The Supreme Court Act of 1996 represents institutional continuity through independence.
Ninety-Seven Years of Nassau Centralization: Stability and Precedent
From 1897 until 1994—ninety-seven years—the Supreme Court sat exclusively in Nassau. This long period of stability allowed for the development of distinctly Bahamian jurisprudence. Judges interpreting English common law in Bahamian circumstances, applying legal principles to local customs and conditions, gradually built a body of case law that reflected our society while remaining grounded in the broader common law tradition.

This accumulation of precedent created predictability. Lawyers could advise clients with confidence about how courts would likely rule. Litigants understood that their cases would be decided according to established principles, not the idiosyncrasies of individual judges. The law became knowable, reliable, and—within its bounds—just.

The 1994 expansion to Grand Bahama, with the first sitting of the Supreme Court outside New Providence at the Garnet Levarity Justice Center in Freeport, recognized Freeport’s emergence as the nation’s second major population and economic center. This careful, deliberate expansion maintained the principles of judicial centralization while acknowledging changed circumstances.

Break-in at Freeport’s Magistrate’s Court
“A 45-year-old Sea Grape, Eight Mile Rock, man was in police custody after several offices at the Freeport Magistrate’s Court were broken into early Saturday morning, police said.”
https://www.thenassauguardian.com/grand_bahama/break-in-at-freeport-magistrate-s-court/article_ccd67ca1-f906-5f45-8030-e8eca9075fe8.html
The Supreme Court Act of 1996: Institutional Continuity
The 1996 Act, working in conjunction with Article 93(1) of the Constitution, established what is described as the “reincarnation” of the Court first created in 1896. This language acknowledges continuity while asserting new legitimacy—the Supreme Court of independent Bahamas inherits institutional knowledge and legal traditions while serving a democratic nation rather than a colonial administration.
The Act confirms the Supreme Court’s unlimited original jurisdiction, establishes its composition (a Chief Justice and not more than twenty and not less than six other Justices), sets qualification requirements and appointment procedures, and provides the statutory framework for modern court operations. It preserves the principles of judicial centralization, consistent precedent, and institutional quality that the 1896 Act established.
The Bernard Road Family Court Complex: Specialization Within the System
The recent opening of the Bernard Road Family Court Complex on December 19, 2024, represents a different kind of development—specialization and modernization within the established framework. The complex houses dedicated family and juvenile courts, primarily at the magistrate level, with at least one Supreme Court Justice (Justice J. Denise Lewis-Johnson) also having chambers there.

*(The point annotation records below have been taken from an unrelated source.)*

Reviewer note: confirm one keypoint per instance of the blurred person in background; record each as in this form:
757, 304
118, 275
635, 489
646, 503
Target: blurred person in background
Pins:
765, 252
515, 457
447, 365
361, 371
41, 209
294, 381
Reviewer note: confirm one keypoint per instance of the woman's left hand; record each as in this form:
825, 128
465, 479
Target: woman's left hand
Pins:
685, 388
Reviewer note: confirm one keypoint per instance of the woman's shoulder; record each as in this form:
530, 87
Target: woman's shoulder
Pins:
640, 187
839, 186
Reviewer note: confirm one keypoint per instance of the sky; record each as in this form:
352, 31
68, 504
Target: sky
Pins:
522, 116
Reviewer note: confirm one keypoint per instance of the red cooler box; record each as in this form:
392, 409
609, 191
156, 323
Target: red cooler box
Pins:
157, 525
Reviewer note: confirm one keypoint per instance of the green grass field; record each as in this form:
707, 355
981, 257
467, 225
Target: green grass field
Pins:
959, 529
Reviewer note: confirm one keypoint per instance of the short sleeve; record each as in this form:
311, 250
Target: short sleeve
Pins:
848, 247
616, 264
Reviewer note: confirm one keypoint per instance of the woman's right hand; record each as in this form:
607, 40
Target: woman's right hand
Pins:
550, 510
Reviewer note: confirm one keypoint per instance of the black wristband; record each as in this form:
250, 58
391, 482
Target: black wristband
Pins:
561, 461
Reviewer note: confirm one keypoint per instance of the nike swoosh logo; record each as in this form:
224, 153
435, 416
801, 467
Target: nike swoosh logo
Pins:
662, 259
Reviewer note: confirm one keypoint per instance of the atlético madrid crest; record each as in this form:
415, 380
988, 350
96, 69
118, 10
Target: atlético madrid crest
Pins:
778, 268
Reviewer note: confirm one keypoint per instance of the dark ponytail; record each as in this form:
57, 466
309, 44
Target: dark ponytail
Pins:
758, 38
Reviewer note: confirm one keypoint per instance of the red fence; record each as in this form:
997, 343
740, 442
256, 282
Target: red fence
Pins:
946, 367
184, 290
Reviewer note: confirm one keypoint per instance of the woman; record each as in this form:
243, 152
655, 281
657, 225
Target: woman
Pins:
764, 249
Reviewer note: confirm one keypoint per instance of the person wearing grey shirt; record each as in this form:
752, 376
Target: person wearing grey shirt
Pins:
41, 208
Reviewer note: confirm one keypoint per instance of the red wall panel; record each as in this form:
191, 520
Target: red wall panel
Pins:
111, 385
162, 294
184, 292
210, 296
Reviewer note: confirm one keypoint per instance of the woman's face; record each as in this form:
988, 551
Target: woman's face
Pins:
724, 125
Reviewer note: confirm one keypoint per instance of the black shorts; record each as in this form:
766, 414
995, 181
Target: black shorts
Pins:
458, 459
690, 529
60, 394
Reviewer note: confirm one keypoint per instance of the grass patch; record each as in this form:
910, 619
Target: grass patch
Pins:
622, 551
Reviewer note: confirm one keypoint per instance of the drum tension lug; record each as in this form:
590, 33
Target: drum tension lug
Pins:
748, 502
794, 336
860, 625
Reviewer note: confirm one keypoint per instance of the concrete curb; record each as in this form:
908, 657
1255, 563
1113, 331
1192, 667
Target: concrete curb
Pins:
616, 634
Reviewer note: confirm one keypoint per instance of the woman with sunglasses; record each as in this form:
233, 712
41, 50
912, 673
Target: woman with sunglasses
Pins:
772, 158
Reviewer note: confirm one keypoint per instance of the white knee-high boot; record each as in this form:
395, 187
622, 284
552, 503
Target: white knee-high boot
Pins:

https://www.bahamas.gov.bs/news-press-release/prime-minister-davis-lauds-opening-of-new-family-court-complex
This development reflects recognition that family and juvenile matters benefit from specialized judicial attention, dedicated facilities, and appropriate support services. Yet it operates entirely within the geographic and institutional framework established by the 1896 Act. The move is from Nassau Street to Bernard Road—both locations in Nassau, both on New Providence. The principle of centralized superior court jurisdiction remains intact.
The Bernard Road complex serves important purposes: reducing case backlogs in family matters, providing appropriate environments for sensitive cases involving domestic violence and child welfare, and allowing judicial specialization. These are genuine improvements in the administration of justice, achieved within the framework of judicial centralization.
Understanding the Act in Historical Context
For those of us engaged in preserving Bahamian history, the Supreme Court Act of 1896 deserves recognition as foundational legislation that established institutional infrastructure still serving us today. The Act was not perfect—but it established principles of judicial organization that transcend their colonial origins:
The importance of consistent legal interpretation in a common law system.
The value of concentrated judicial expertise and institutional knowledge.
The necessity of security and integrity in legal proceedings and record-keeping.
The legitimacy that comes from predictable, principled decision-making grounded in precedent.
The protection against local pressures and improper influence through institutional insulation.
These principles remain essential to the rule of law. As we examine our legal history, we should neither romanticize colonial institutions as perfect nor reject them wholesale as illegitimate. The 1896 Act established a framework that, with refinements and expansions, continues to serve the administration of justice in independent Bahamas.
Conclusion: Centralization and the Common Law Tradition
The Supreme Court Act of 1896 established judicial centralization in The Bahamas according to principles long recognized in the common law tradition. Like the English courts that remained in Westminster for centuries, the Bahamian Supreme Court’s concentration in Nassau served the fundamental requirements of consistent, predictable, and professional legal administration.
In a small island nation—particularly one where New Providence measures only 21 by 7 miles—centralization of the superior court in the capital creates no insurmountable barriers while providing substantial benefits. The security of legal proceedings, the integrity of judicial personnel, the consistency of legal interpretation, and the development of coherent jurisprudence all depend significantly on institutional centralization.
The 1996 Act’s preservation of this framework through independence demonstrates that these principles transcend their colonial origins. A centralized Supreme Court serves the rule of law itself, not merely the convenience of administrators. As The Bahamas continues to develop and refine its legal system, the foundational choice made in 1896—to establish a unified, centralized superior court—remains sound.
If one seeks justice in the higher courts, one must travel to where those courts sit. This has been true in England for centuries. It has been true in The Bahamas since 1897. And it remains true today, because the principles underlying judicial centralization—consistency, security, integrity, and the coherent development of the law—continue to serve the fundamental requirement that a nation must be governed by law, not by the arbitrary decisions of scattered, inconsistent, or compromised adjudicators.
The Supreme Court Act of 1896 established these principles for The Bahamas. We inherit, preserve, and build upon them still.